DE ARTIGO DE JUDITH BUTLLER:
“Nos Estados Unidos há duas questões que os eleitores, da esquerda ao centro, estão a colocar: quem são essas pessoas que votaram em Trump? E por que não nos preparamos para esse resultado? A palavra "devastação" aproxima-se um pouco do sentimento difuso neste momento entre aqueles que eu conheço.
Não sabíamos o quão generalizada era a raiva contra as elites, o quão profunda era a raiva dos homens brancos contra o feminismo e o movimento pelos direitos civis, o quão muitas pessoas estão desmoralizadas pela desapropriação econômica, o quão exaltadas as pessoas estão pelo isolacionismo e pela perspectiva de novos muros e belicosidade nacionalista. Este é o novo "chicote branco"? Por que não o vimos surgindo?
Assim como os nossos amigos no Reino Unido, depois do Brexit, estamos agora céticos sobre as pesquisas: quem é entrevistado e quem não é? As pessoas dizem a verdade quando questionadas? É verdade que a grande maioria dos eleitores eram homens brancos e que muitas "pessoas de cor" pularam a rodada? Quem é esse público irritado e anulador que prefere ser governado por um louco do que por uma mulher? Quem é esse público zangado e niilista que culpa a candidata do Partido Democrata pelas devastações do neoliberalismo e do capitalismo desregulado? Temos que pensar agora sobre o populismo, direita e esquerda, e misoginia – o quão profundamente isso realmente pode chegar.
Para melhor ou pior, Hillary é identificada com a política do establishment. Mas o que não se deveria subestimar é a raiva e o ódio profundamente arraigados contra Hillary, em parte resultado de uma grande misoginia e da repulsa contra Obama, alimentadas por um longo racismo fervoroso. Trump desencadeou a raiva reprimida contra as feministas, figuradas como uma polícia censora; contra o multiculturalismo, visto como uma ameaça aos privilégios brancos; contra os imigrantes, figurados como uma ameaça à segurança. A retórica vazia da falsa força triunfou, sinal de um desespero mais difuso do que julgávamos.
Mas, talvez, estejamos vendo uma sublevação contra o primeiro presidente negro, junto com a raiva contra a possibilidade da primeira mulher presidente por parte de muitos homens e algumas mulheres brancas.
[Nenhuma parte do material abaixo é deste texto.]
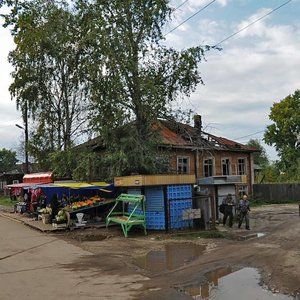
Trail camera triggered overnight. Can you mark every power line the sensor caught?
[164,0,217,36]
[173,0,189,12]
[234,130,265,140]
[213,0,292,47]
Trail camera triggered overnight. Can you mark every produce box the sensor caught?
[42,214,51,224]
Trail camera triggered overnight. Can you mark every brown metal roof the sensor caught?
[79,120,259,152]
[157,120,258,152]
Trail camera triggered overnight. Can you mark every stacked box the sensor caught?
[167,184,193,229]
[146,211,166,230]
Para um mundo cada vez mais descaracterizado como pós-racial e pós-feminista, estamos vendo agora como a misoginia e o racismo anulam o julgamento e um compromisso com os objetivos democráticos e inclusivos – são paixões sádicas, ressentidas e destrutivas que dirigem o nosso país.
Quem são elas, essas pessoas que votaram nele, mas quem somos nós, que não vimos o seu poder, que não previmos isso, que não conseguimos entender que as pessoas votariam em um homem com discurso racista e xenófobo, com uma história de ofensas sexuais, de exploração dos trabalhadores, de desprezo pela constituição, pelos migrantes e com um plano imprudente de aumento da militarização?
Será que estamos cegos à verdade por causa da nossa própria forma isolada de pensamento esquerdista e liberal? Ou será que de algum modo ingênuo acreditávamos na natureza humana? (…)
Naturalmente, nós ainda não sabemos que parte da população realmente votou. Mas ficamos com a questão sobre como a democracia parlamentar nos trouxe um presidente extremamente antidemocrático e se temos que nos preparar para sermos mais um movimento de resistência do que um partido político."